You're Dr. Ryan Wisnesky, eh? Are y'all familiar with Conal Elliott's "Compiling to categories" work?
> It is well-known that the simply typed lambda-calculus is modeled by any cartesian closed category (CCC). This correspondence suggests giving typed functional programs a variety of interpretations, each corresponding to a different category. A convenient way to realize this idea is as a collection of meaning-preserving transformations added to an existing compiler, such as GHC for Haskell. This paper describes such an implementation and demonstrates its use for a variety of interpretations including hardware circuits, automatic differentiation, incremental computation, and interval analysis. Each such interpretation is a category easily defined in Haskell (outside of the compiler). The general technique appears to provide a compelling alternative to deeply embedded domain-specific languages.

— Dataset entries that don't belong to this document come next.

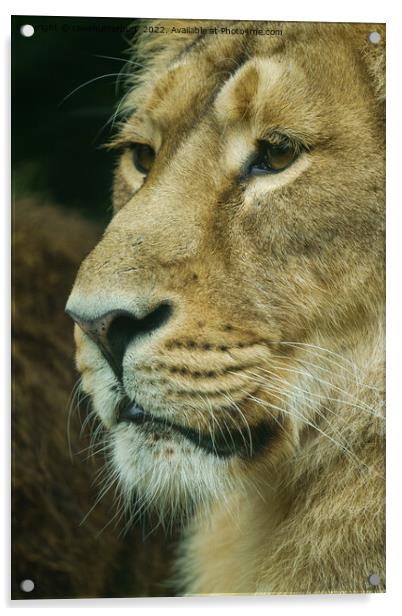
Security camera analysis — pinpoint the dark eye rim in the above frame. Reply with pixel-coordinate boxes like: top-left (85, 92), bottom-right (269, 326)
top-left (129, 142), bottom-right (156, 176)
top-left (245, 139), bottom-right (303, 178)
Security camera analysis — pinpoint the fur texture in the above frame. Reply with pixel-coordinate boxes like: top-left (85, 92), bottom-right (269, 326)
top-left (11, 200), bottom-right (173, 599)
top-left (68, 21), bottom-right (385, 594)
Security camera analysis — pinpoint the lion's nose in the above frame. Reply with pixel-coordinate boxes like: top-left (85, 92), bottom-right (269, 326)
top-left (66, 303), bottom-right (172, 379)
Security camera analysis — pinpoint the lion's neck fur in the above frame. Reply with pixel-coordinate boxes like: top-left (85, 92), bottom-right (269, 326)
top-left (176, 318), bottom-right (384, 594)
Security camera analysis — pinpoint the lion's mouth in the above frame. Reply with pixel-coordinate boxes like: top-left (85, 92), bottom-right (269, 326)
top-left (117, 399), bottom-right (279, 458)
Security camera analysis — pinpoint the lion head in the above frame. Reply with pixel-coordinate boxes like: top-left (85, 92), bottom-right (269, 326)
top-left (67, 20), bottom-right (384, 524)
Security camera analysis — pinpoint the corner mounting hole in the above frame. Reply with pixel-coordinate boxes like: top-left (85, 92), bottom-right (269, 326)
top-left (20, 24), bottom-right (35, 38)
top-left (369, 573), bottom-right (381, 586)
top-left (369, 32), bottom-right (381, 45)
top-left (20, 580), bottom-right (35, 592)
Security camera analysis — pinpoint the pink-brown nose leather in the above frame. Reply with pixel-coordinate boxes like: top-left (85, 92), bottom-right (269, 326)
top-left (66, 303), bottom-right (172, 380)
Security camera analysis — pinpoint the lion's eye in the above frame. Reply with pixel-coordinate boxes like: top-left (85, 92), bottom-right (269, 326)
top-left (131, 143), bottom-right (155, 175)
top-left (248, 141), bottom-right (298, 176)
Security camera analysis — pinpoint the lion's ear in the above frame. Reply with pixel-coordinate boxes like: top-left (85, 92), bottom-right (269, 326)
top-left (359, 24), bottom-right (385, 102)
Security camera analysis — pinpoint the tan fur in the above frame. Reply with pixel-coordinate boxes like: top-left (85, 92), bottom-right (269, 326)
top-left (68, 21), bottom-right (385, 594)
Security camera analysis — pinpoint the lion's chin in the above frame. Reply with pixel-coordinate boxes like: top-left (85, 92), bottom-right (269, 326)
top-left (112, 424), bottom-right (236, 519)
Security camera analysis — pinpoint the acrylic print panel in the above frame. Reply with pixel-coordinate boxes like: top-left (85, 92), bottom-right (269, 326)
top-left (12, 16), bottom-right (385, 599)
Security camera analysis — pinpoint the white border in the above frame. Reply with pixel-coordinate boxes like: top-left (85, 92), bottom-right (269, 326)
top-left (0, 0), bottom-right (402, 616)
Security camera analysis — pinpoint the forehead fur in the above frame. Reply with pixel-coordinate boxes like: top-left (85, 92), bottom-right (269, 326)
top-left (126, 20), bottom-right (385, 118)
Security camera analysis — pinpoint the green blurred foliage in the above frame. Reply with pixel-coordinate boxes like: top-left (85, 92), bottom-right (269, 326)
top-left (11, 16), bottom-right (136, 222)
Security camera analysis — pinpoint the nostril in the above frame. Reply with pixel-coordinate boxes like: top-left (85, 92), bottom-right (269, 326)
top-left (66, 302), bottom-right (172, 379)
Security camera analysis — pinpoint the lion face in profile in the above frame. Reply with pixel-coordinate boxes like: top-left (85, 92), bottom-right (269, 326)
top-left (67, 21), bottom-right (384, 524)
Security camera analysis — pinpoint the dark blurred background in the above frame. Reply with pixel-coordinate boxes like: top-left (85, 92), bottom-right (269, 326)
top-left (12, 16), bottom-right (136, 222)
top-left (11, 16), bottom-right (175, 599)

I'm an independent (amateur) researcher working in the space of Categorical languages (Joy, my project: http://joypy.osdn.io/ )
I sort of "backed into" the categorical aspect of Joy when implementing type inference ( http://joypy.osdn.io/notebooks/Types.html ). You can evaluate a Joy expression in the "category of values" and get a computation, or in the "category of stack effects" and get a type signature. Elliott is converting Haskell code into Joy-like point-free form and implementing several interesting Categories.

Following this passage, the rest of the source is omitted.